Material and methods. We enrolled 4 patients with PCL and 17 patients with relapsed MM who have failed at least two prior lines of treatment, including 4 patients treated with high dose therapy and autologous stem cell transplantation. The time from MM diagnosis to onset of bortezomib therapy varied between 3 and 149 months. Patients received bortezomib 1.3 mg/m² as  i.v. bolus twice weekly for 2 weeks, on days 1,4, 8 and 11, followed by 1 week without treatment, for up to six cycles. In 6 patients doxorubicin and dexamethasone  were added to the regimen (=PAD regimen) and in 2 patients with disease sensitive to the bortezomib therapy, bortezomib was re-administered in the consecutive relapses.

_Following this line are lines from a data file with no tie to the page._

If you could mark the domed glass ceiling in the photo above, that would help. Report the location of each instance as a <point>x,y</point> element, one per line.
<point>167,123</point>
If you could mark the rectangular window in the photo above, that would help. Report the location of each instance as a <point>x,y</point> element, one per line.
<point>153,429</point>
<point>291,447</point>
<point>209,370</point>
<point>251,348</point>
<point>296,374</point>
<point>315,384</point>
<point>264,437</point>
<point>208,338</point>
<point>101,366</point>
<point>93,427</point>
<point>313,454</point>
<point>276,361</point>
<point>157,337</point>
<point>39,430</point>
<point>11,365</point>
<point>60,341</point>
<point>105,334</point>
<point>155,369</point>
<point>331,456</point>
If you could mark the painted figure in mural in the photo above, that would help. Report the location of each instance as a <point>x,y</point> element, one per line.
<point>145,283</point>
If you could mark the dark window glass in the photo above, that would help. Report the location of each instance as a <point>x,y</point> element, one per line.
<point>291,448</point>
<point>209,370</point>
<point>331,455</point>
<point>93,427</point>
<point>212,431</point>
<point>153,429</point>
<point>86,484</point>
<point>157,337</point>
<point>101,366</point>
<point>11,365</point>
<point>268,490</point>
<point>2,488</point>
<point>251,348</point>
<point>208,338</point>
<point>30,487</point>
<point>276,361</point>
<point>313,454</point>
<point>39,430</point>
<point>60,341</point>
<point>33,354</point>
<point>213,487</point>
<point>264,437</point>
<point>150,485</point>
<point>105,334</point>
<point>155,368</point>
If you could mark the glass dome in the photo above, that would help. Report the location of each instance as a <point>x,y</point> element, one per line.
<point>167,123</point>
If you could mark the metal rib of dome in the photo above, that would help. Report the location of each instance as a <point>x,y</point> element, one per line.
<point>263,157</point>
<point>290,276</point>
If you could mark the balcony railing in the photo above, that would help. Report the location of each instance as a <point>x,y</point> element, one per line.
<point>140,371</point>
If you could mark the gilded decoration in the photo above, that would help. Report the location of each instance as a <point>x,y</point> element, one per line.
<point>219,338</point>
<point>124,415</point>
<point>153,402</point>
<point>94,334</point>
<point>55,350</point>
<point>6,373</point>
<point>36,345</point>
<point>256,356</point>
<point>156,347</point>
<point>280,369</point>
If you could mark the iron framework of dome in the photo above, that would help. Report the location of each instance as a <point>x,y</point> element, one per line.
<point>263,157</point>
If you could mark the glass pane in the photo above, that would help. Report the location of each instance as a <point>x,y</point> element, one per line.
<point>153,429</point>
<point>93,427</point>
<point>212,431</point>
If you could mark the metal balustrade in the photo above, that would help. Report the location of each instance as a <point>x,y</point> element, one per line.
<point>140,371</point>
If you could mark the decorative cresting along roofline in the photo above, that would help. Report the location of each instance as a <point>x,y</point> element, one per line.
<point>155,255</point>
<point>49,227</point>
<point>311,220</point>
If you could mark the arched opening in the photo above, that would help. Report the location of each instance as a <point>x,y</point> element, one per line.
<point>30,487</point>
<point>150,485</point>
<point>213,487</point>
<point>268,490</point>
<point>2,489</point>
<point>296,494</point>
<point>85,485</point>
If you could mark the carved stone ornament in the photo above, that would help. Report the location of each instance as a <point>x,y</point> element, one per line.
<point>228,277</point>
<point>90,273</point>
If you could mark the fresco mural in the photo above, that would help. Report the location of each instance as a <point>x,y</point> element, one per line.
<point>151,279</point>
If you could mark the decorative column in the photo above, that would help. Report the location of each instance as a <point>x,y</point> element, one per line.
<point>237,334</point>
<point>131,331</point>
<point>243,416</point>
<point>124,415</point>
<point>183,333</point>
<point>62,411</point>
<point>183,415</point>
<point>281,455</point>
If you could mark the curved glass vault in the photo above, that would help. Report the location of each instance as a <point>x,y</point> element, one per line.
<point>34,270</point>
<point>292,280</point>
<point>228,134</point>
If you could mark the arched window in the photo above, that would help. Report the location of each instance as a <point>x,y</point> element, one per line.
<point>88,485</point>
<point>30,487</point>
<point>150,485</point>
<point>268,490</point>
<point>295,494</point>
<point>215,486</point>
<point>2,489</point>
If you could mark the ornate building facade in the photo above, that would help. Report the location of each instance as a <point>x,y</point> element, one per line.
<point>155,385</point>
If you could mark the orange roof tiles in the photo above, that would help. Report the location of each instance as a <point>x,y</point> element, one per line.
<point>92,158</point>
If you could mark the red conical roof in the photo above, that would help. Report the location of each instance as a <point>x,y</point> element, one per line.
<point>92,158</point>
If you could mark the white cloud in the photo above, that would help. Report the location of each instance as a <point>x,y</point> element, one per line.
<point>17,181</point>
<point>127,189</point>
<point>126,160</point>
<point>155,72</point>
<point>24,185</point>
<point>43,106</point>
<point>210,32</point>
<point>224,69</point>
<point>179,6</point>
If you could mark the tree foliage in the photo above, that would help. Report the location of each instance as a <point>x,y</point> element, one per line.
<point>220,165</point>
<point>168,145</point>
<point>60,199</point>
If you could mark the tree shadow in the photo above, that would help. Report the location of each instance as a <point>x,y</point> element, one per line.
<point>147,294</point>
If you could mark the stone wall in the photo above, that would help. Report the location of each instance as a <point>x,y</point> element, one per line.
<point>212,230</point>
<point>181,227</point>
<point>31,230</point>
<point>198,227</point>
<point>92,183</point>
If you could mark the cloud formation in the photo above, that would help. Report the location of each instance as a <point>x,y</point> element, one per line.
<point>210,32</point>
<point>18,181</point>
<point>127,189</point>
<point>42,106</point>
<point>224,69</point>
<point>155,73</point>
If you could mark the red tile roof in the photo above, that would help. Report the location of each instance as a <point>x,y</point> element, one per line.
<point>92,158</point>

 Results: Partial response was achieved in 2 of 6 patients treated with PAD regimen and in 3 of 12 evaluated patients treated with bortezomib alone. In one case of recurrent MM who was three times treated with bortezomib, with preserving a 18-month break between first and second and 8 months between second and third therapy courses, all three treatments resulted in achieving a near complete remission which lasted each 6 months. The patient 120 months since MM diagnosis, further on bortezomib therapy, feels good. In one patient with primary PCL, a near  - complete remission was achieved subsequent to induction PAD treatment. Following cyclophosphamide, peripheral blood stem cell were successfully harvested and autologous peripheral blood stem cell trasnsplantation (PBSCT) was performed. Time to neutrophil > 0.5 x 10⁶ engraftment was 20 days and time to platelet > 20 x 10⁶ engraftment was 17 days.  PBSCT led to complete remission which lasted 7 months. Partial remission was achieved subsequently to relapse retreatment with PAD. At present, the patient is further on bortezomib therapy, in partial second remission, 22 months after diagnosis of PCL.

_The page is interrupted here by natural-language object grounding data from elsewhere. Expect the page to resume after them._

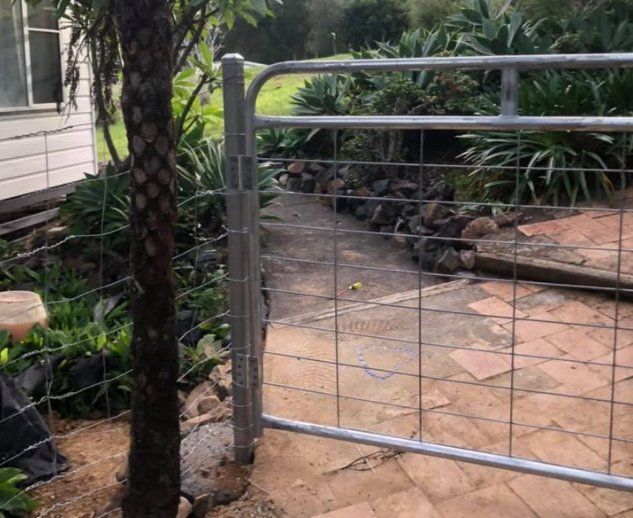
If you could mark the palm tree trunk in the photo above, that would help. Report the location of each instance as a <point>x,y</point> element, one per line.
<point>146,34</point>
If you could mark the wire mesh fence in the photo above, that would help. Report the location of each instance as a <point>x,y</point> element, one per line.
<point>66,331</point>
<point>490,326</point>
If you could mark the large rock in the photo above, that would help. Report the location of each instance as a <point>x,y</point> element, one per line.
<point>204,389</point>
<point>21,311</point>
<point>380,187</point>
<point>433,211</point>
<point>467,259</point>
<point>184,508</point>
<point>307,183</point>
<point>379,217</point>
<point>296,168</point>
<point>448,262</point>
<point>479,228</point>
<point>206,472</point>
<point>322,178</point>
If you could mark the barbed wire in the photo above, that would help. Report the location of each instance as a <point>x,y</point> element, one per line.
<point>98,290</point>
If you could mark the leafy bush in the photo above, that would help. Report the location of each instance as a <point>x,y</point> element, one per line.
<point>602,27</point>
<point>99,205</point>
<point>543,156</point>
<point>365,21</point>
<point>486,29</point>
<point>429,13</point>
<point>281,142</point>
<point>322,95</point>
<point>203,173</point>
<point>13,500</point>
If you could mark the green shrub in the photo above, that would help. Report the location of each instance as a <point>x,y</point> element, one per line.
<point>13,500</point>
<point>486,29</point>
<point>100,205</point>
<point>599,27</point>
<point>366,21</point>
<point>543,155</point>
<point>429,13</point>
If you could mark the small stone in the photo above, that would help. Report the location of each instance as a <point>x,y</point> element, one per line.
<point>307,183</point>
<point>296,167</point>
<point>480,227</point>
<point>204,389</point>
<point>202,505</point>
<point>294,184</point>
<point>334,185</point>
<point>448,262</point>
<point>122,472</point>
<point>184,508</point>
<point>322,178</point>
<point>380,187</point>
<point>433,211</point>
<point>379,217</point>
<point>207,404</point>
<point>467,259</point>
<point>403,185</point>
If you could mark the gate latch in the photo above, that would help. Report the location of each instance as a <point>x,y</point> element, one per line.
<point>246,371</point>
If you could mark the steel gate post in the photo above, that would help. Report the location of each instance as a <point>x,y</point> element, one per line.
<point>239,278</point>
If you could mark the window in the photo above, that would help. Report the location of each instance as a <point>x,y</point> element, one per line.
<point>30,56</point>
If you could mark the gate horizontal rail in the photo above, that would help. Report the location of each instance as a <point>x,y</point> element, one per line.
<point>242,124</point>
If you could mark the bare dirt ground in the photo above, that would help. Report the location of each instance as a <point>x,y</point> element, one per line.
<point>440,368</point>
<point>95,451</point>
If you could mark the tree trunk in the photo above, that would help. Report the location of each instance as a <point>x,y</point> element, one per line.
<point>146,33</point>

Adverse events: treatment with bortezomib was withheld in 5 patients (after 1, 2, 3, 4 and 5 cycles, respectively) because of skin lesions (erythema multiforme), subileus and aggravation of peripheral neuropathy. Side effects seen in the study included also herpes zoster in 3 patients, pyrexia, infections, nausea, vomiting, abdominal pain, pain in limbs, hypotension, thrombocytopenia.

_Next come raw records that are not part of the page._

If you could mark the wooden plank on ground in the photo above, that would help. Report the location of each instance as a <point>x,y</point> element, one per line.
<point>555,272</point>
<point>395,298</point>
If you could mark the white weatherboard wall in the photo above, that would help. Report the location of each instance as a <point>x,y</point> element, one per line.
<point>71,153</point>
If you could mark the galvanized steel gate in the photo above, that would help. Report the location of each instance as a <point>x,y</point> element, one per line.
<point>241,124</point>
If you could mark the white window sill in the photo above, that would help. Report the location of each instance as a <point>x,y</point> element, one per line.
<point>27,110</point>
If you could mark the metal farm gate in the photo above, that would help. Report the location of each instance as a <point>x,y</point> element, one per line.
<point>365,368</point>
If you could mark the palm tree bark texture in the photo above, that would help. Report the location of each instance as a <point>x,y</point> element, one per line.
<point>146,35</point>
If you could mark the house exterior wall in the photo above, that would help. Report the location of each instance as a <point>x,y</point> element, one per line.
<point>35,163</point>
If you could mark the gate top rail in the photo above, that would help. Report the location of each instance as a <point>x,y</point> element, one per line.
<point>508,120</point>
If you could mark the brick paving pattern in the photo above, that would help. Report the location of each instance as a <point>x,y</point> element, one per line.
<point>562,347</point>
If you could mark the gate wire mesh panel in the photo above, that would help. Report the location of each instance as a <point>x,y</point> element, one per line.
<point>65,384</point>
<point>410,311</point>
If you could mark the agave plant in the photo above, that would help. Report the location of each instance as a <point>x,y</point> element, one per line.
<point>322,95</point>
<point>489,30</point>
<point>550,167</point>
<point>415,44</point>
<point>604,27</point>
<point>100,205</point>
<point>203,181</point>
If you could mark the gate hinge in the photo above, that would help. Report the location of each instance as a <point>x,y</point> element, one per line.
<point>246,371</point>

Conclusions: In relapsed myeloma the rate of response to bortezomib alone is 25 percent, with a duration of response of 6 months. A presented here cases demonstrate the efficacy of repeat bortezomib treatments in the patients with recurrence of myeloma who were previously sensitive to such a treatment. We suggest, bortezomib in combination with other agents may be considered as an initial treatment of primary PCL. PAD regimen is effective and does not prejudice peripheral blood stem cell collection or subsequent engraftment.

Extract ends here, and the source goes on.